Infanticide in the Ancient World
Throughout much of history and across many societies, infanticide was an accepted means to dispose of unwanted children. Infant exposure was widely practiced in ancient Greece. It was the preferred method to get rid of unwanted children because, to the ancient Greeks, it was not as immoral as the outright murder of a baby. They reasoned that an exposed infant’s fate was in the hand of the gods, who might directly intervene to rescue the child, or a kind-hearted passerby might do so. The exposure of infants often took place in difficult times that made an extra mouth to feed problematic. However, some took the practice further, and took infant exposure from cruel necessity to eugenics. The philosopher Aristotle, for example, advocated that deformed infants be exposed.

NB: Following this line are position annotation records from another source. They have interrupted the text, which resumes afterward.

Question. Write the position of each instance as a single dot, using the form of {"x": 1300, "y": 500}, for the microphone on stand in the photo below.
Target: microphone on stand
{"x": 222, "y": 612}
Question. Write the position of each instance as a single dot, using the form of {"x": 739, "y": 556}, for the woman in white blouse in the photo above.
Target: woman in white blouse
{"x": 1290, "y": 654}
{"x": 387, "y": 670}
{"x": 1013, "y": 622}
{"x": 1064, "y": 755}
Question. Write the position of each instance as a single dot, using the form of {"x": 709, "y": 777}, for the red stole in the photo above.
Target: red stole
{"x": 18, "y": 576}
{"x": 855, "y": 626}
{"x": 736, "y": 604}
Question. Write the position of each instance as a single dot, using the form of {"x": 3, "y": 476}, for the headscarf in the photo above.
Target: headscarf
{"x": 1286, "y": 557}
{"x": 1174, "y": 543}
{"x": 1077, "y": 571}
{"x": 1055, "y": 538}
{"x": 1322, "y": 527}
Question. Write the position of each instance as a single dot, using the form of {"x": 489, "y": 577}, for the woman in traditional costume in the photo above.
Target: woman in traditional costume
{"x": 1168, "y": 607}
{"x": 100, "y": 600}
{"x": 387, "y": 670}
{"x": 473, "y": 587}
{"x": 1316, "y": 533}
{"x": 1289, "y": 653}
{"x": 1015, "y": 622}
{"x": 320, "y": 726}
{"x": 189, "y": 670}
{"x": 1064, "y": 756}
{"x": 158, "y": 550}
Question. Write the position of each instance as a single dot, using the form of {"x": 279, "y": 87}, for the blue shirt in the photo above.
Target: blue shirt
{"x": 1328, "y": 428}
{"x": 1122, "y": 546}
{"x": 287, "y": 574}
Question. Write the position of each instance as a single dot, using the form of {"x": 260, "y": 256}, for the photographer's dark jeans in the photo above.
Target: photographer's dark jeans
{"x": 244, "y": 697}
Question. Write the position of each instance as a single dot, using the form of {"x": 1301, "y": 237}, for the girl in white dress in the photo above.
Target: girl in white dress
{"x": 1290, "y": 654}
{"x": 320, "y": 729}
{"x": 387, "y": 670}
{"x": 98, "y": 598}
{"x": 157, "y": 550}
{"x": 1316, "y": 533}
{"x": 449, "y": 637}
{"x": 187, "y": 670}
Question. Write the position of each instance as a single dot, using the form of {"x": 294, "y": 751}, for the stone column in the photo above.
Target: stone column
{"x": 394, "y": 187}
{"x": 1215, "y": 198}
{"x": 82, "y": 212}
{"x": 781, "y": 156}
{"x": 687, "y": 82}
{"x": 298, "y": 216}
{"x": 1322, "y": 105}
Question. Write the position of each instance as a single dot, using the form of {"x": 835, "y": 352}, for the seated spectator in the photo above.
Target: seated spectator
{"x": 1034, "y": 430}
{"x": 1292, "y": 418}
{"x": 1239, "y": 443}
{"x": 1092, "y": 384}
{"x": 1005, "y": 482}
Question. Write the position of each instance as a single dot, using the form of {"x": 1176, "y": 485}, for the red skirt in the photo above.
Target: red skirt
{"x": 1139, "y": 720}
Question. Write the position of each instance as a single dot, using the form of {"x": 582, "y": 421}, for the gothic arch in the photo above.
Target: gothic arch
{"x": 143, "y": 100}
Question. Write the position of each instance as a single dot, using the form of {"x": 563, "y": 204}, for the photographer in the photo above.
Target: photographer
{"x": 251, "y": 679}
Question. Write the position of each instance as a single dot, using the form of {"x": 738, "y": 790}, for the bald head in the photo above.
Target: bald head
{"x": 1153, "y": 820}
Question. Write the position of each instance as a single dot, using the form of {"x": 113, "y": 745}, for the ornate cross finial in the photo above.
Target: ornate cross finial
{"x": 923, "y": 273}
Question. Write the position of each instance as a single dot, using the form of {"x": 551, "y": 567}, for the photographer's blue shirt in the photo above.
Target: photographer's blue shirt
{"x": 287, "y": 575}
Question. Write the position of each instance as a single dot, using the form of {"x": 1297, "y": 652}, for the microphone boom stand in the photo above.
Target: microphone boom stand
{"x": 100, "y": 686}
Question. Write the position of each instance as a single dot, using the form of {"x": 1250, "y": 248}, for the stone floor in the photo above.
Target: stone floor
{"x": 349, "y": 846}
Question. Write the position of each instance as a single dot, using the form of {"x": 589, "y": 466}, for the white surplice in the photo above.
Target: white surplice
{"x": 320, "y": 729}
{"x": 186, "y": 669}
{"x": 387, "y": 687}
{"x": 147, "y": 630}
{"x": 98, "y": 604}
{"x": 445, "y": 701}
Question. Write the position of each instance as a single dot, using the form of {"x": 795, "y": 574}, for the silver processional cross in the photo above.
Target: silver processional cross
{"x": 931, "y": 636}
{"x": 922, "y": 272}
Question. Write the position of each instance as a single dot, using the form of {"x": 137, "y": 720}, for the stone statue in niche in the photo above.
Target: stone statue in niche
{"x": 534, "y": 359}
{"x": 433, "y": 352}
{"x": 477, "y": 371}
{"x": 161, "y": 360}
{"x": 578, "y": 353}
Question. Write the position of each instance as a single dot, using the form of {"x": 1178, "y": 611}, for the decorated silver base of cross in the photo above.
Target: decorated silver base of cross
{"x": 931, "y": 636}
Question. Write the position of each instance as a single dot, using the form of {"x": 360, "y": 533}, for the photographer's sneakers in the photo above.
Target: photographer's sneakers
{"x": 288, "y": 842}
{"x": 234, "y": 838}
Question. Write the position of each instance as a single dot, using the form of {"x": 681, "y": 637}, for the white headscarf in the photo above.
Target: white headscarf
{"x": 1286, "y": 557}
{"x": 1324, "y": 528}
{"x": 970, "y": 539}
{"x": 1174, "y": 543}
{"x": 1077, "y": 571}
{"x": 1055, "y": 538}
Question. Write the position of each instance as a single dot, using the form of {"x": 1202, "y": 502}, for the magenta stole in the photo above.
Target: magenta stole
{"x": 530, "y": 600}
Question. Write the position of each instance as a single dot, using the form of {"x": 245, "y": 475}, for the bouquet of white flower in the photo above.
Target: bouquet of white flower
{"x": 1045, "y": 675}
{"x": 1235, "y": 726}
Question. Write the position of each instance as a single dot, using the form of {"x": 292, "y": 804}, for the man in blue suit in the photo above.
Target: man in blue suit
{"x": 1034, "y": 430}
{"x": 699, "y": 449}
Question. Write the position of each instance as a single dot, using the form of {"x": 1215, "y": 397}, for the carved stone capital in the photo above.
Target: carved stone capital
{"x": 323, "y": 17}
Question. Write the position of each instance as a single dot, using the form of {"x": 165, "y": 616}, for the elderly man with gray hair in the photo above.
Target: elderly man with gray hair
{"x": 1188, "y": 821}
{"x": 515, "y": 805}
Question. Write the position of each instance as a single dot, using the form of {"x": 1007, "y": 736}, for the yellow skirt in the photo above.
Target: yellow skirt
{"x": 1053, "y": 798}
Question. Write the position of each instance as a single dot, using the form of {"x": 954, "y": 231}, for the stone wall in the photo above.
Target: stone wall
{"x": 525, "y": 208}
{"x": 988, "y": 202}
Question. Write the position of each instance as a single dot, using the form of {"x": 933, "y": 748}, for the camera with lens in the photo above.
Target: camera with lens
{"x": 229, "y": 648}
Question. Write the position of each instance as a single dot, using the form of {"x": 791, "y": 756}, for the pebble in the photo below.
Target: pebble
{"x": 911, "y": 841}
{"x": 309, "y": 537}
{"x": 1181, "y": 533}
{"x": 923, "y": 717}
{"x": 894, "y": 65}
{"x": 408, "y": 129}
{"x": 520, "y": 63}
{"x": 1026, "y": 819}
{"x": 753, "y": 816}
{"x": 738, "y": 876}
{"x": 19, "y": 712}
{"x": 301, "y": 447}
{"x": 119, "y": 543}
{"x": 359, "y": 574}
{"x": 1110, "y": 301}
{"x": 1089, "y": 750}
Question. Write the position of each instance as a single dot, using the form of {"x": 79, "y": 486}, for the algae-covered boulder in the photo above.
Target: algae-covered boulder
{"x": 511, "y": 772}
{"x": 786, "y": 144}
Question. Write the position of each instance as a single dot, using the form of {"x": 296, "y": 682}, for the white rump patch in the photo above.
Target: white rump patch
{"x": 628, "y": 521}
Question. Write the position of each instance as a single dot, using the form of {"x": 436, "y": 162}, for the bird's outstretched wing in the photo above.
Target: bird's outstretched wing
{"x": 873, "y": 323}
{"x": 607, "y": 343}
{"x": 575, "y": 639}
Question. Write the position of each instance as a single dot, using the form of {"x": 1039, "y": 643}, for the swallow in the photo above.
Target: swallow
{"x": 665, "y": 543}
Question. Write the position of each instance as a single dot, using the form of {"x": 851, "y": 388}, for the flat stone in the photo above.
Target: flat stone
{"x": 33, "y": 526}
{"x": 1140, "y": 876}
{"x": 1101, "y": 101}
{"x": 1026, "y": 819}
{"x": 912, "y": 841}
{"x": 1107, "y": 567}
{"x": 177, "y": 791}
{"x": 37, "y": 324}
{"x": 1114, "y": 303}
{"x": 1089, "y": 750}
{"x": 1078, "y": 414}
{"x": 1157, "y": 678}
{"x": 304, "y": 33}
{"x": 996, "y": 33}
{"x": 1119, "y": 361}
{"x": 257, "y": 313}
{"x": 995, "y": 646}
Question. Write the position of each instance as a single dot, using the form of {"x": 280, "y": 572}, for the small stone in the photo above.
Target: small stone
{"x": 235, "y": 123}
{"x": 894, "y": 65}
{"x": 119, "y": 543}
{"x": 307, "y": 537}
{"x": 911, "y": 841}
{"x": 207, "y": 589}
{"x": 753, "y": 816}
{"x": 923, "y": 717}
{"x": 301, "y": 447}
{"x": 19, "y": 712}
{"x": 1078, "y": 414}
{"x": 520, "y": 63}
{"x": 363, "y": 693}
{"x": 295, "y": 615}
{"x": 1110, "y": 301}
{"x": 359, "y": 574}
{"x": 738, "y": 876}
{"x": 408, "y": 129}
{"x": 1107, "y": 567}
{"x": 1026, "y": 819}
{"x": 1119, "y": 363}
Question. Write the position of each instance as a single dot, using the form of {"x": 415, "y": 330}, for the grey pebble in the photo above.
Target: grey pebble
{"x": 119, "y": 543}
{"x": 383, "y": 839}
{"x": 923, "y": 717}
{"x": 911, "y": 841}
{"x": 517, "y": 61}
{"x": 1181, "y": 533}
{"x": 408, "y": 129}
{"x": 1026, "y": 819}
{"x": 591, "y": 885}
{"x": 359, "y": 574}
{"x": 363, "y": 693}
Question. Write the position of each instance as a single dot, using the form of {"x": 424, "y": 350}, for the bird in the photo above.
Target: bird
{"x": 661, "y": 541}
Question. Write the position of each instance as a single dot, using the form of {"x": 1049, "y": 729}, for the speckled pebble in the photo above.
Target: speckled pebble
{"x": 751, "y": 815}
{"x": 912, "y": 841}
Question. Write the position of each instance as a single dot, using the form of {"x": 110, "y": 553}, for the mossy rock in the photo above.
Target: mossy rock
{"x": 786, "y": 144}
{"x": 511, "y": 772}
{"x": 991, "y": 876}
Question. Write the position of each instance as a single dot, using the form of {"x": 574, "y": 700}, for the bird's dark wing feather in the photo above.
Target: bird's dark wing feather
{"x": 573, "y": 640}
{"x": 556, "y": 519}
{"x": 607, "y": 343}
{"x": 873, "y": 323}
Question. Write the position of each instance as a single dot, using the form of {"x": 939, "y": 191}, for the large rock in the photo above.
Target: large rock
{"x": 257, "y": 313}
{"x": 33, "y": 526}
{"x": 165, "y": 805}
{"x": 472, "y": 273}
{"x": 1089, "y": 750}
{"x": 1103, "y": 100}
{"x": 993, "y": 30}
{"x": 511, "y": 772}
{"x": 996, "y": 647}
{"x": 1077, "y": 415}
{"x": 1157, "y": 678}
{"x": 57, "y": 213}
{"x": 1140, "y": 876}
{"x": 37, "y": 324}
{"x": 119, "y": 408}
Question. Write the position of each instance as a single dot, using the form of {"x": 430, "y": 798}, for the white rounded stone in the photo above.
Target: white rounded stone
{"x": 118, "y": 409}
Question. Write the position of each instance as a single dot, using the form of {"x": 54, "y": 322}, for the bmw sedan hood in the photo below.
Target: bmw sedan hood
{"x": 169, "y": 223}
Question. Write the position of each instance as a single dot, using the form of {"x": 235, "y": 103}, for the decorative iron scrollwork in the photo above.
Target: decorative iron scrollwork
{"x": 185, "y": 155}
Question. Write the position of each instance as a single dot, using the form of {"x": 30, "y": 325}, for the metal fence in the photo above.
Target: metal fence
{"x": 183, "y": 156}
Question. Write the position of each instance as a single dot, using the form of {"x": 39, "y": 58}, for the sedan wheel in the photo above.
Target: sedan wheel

As Aristotle put it: “[L]et there be a law that not deformed child shall live“. Whether to keep or expose an Greece was usually the father’s decision. In Sparta, however, a group of Spartan elders made that choice. The goal was to produce strong warriors to maintain Sparta’s military dominance. To that end, the Spartan state involved itself in the selection of parents for their physical and mental traits. The authorities decided which newborns to keep, and the state was involved in the upbringing of children, who were raised in brutally tough boarding schools, to ensure their development in accordance with Spartan ideals. Thousands of years later, a eugenics movement arose, and had its heyday in the late nineteenth and first half of the twentieth centuries. Modern eugenicists looked back at history, and filled with admiration for Spartan manliness and hardihood, figured that the ancient Spartans were on to something.